Today we lost a great American, one to whom we all owe a debt of gratitude that can never really be repaid.


Richard Winters served his country, and indeed, the world, leading men in combat while wanting nothing more than to live in peace. Larry Alexander, author of “Biggest Brother”, writes:

“Dick Winters is an American success story; a humble man, coming as he did from humble beginnings. Like many of his generation, he went off to war, did his duty in the service of his country, and was one of the lucky ones to come home relatively unscathed. Back in the states, he got a job, found a wonderful woman to share his life, raised two fine children and ran a successful business…an exceptional leader, a good man and my friend.”
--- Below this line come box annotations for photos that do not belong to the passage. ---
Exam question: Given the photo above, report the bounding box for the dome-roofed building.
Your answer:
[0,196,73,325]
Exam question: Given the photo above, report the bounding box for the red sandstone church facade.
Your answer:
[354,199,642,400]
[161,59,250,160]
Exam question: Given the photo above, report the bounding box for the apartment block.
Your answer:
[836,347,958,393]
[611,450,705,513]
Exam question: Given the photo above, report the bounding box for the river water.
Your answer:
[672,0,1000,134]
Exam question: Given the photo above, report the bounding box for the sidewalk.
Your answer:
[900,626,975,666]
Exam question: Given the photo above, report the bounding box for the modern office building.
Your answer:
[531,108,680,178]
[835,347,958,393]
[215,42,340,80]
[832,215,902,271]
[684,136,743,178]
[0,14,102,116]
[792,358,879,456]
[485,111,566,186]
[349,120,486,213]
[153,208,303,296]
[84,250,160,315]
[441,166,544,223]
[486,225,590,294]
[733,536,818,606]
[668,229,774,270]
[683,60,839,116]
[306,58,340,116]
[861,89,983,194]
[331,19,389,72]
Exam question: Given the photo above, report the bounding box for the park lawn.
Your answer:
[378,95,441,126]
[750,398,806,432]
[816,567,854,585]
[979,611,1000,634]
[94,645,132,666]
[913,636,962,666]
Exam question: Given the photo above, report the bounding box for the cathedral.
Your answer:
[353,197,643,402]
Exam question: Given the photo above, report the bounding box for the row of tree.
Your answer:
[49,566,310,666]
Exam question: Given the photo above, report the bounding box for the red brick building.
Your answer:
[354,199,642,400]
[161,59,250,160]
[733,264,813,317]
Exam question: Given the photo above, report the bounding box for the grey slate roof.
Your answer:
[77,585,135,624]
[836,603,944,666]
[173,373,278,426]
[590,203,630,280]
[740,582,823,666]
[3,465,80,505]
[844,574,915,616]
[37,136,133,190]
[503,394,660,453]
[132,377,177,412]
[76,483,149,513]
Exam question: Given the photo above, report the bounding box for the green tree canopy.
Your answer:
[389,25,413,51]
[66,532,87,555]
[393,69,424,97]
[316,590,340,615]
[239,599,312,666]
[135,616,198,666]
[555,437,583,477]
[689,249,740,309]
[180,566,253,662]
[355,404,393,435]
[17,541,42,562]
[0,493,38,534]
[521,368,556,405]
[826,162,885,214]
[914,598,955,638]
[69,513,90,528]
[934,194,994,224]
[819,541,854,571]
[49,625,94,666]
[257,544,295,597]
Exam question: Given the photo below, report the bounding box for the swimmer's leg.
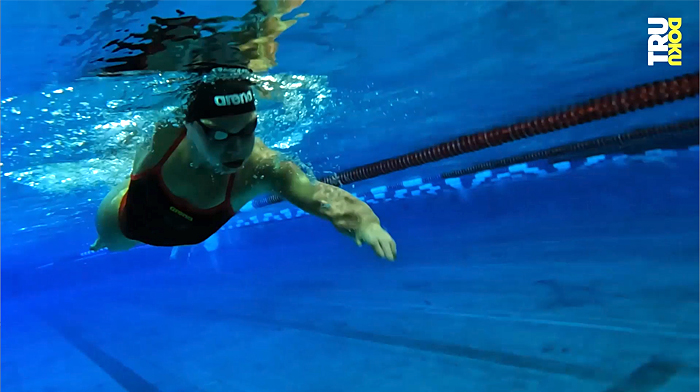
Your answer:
[90,179,139,251]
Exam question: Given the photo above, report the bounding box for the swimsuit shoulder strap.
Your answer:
[153,130,187,169]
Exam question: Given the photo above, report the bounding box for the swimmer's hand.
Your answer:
[355,222,396,261]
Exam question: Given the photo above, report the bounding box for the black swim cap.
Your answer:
[185,79,255,122]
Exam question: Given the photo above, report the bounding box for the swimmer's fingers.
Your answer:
[372,240,387,259]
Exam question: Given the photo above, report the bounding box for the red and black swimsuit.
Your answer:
[119,132,235,246]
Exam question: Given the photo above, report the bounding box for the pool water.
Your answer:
[1,1,700,392]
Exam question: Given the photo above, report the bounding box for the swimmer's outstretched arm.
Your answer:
[258,153,396,261]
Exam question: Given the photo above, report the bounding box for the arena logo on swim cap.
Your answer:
[214,90,253,106]
[647,18,683,67]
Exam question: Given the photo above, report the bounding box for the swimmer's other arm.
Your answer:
[258,155,396,261]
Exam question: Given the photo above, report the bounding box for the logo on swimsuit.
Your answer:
[214,91,253,106]
[170,207,193,222]
[647,18,683,67]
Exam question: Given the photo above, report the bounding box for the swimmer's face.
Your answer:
[186,112,258,173]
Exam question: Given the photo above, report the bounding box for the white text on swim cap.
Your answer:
[214,91,253,106]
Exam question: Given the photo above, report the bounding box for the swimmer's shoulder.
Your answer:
[134,122,186,173]
[248,137,280,171]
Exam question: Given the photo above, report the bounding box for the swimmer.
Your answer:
[90,75,396,261]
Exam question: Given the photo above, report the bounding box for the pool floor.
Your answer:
[2,156,700,392]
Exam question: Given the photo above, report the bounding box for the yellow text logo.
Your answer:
[647,18,683,67]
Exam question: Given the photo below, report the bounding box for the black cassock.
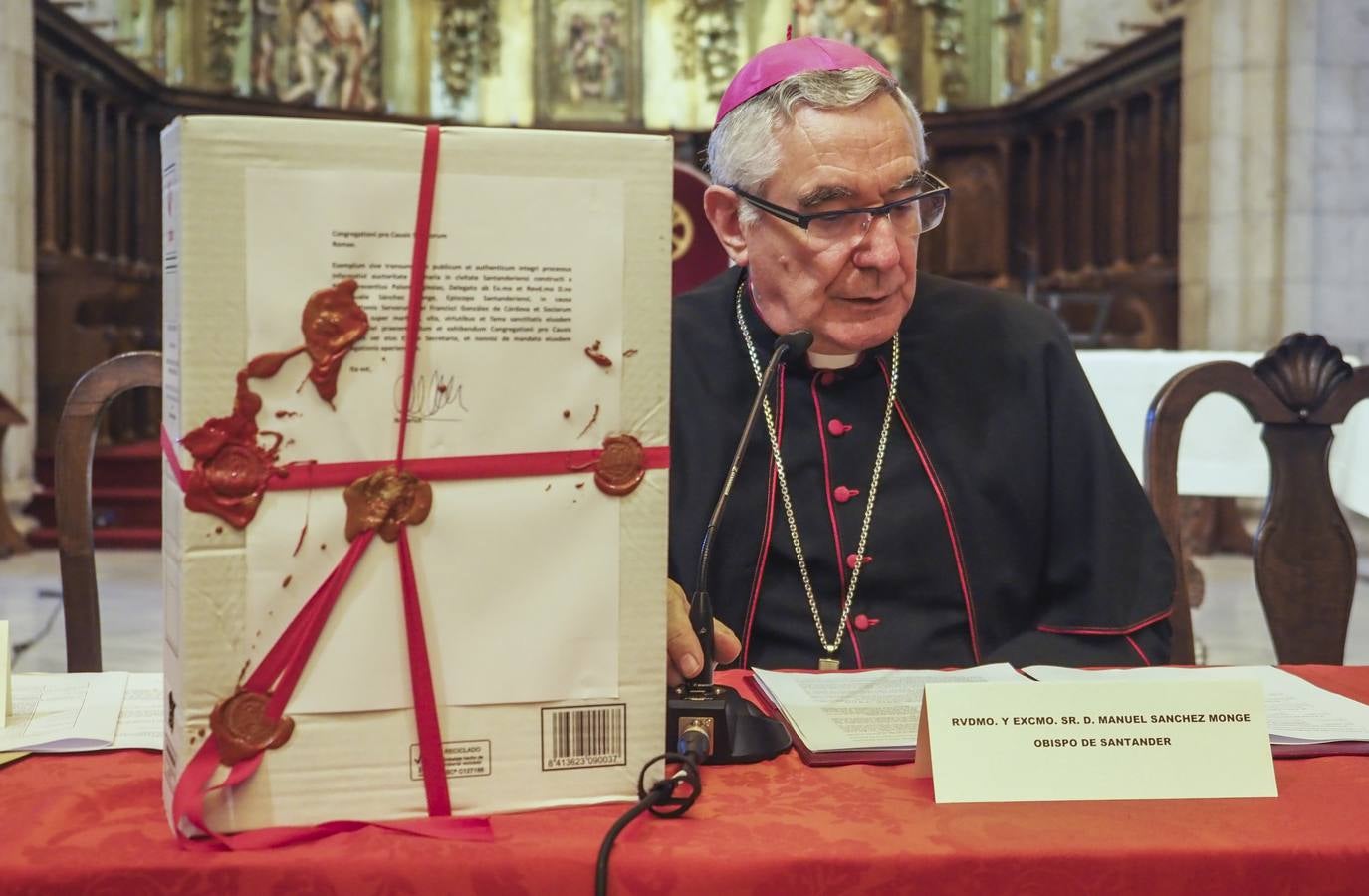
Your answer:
[669,268,1173,669]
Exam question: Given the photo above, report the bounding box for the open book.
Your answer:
[752,662,1030,765]
[0,672,161,753]
[753,663,1369,765]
Damian Lewis, who played Maj. Winters in “Band of Brothers”, had this to say about him:
“He treated me like a son and told me that he thought I’d done a pretty good job portraying him, although he was unsure at first! I thought, yup, that’s him. Authoritative, nurturing, and honest all at once. I felt immensely proud that I’d had the opportunity to portray this man, a decorated war hero whose story I’d been entrusted with. ”
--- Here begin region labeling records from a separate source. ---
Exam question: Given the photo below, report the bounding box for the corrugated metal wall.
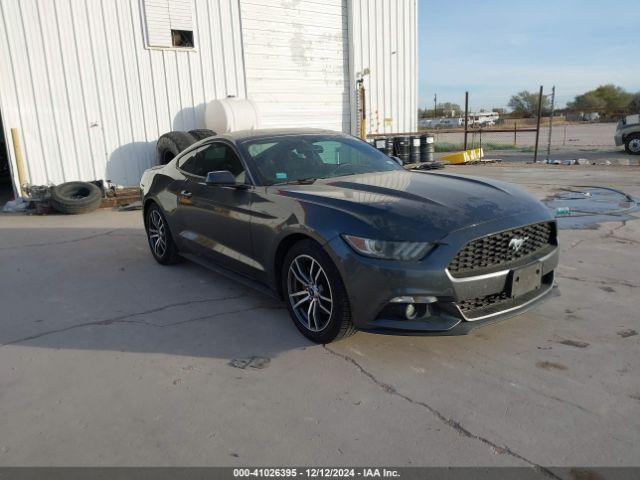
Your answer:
[0,0,246,185]
[349,0,418,134]
[0,0,417,190]
[240,0,351,131]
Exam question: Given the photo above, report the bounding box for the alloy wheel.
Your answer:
[287,255,333,332]
[149,210,167,258]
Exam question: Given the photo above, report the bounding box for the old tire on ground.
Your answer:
[624,133,640,155]
[156,131,197,165]
[189,128,216,141]
[50,182,102,214]
[281,239,356,343]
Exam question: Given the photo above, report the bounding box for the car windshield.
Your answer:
[242,135,402,185]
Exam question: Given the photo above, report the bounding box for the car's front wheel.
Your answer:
[144,203,180,265]
[624,133,640,155]
[282,240,356,343]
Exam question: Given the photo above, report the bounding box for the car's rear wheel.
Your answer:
[282,240,356,343]
[145,203,180,265]
[624,133,640,155]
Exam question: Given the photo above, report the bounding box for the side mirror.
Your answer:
[204,170,237,187]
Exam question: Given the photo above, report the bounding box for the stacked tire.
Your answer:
[156,128,216,165]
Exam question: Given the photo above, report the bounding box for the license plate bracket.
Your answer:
[509,262,542,298]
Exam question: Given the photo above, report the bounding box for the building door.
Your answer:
[240,0,351,132]
[0,113,14,204]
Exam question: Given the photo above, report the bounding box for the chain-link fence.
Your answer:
[420,89,618,160]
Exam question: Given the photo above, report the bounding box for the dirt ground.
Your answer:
[435,123,622,150]
[0,164,640,466]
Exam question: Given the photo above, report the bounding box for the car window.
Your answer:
[241,135,401,185]
[180,143,246,183]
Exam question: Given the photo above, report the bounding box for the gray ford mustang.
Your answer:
[140,129,558,343]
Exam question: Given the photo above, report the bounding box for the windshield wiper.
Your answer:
[272,177,318,185]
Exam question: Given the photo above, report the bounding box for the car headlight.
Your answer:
[342,235,434,261]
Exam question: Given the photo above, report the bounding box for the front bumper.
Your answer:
[327,219,558,335]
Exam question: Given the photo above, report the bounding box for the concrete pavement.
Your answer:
[0,165,640,466]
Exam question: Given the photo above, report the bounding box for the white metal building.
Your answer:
[0,0,417,193]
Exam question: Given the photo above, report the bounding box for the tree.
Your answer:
[567,84,635,115]
[567,91,607,111]
[507,90,551,117]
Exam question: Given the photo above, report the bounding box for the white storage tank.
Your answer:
[204,97,260,133]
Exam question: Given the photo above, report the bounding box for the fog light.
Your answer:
[404,303,417,320]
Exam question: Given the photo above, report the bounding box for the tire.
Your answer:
[50,182,102,214]
[281,240,356,344]
[144,203,181,265]
[156,132,197,165]
[624,133,640,155]
[189,128,217,141]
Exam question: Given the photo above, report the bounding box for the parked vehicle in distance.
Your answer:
[614,113,640,155]
[140,129,558,343]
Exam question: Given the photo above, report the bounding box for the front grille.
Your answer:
[448,222,555,278]
[458,292,509,315]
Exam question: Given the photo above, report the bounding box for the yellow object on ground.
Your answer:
[440,148,484,165]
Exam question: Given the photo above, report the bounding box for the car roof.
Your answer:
[217,128,347,142]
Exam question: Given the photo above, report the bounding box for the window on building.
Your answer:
[142,0,195,48]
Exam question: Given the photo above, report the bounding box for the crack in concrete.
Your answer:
[556,273,640,288]
[0,294,269,347]
[322,345,561,480]
[0,228,120,251]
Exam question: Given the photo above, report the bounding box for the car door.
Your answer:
[178,142,259,276]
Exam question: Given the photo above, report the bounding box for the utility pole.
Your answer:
[547,85,556,162]
[533,85,544,163]
[433,93,438,120]
[464,92,469,150]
Dick Winters embodies everything that is good and exceptional about our country. All Americans, whatever their political leaning, can find some quality in him that is worthy of emulation. It’s fashionable, perhaps, to entertain the notion that people like Richard WInters do not exist anymore, but I disagree. They’re still around, and unsurprisingly, still found in the same place: serving their country on the battlefield.

My sincerest respect and admiration for Major Richard Winters, 506 Regiment, 101st Airborne Division, and to all the brave men and women who wear the uniform today. You are all heroes.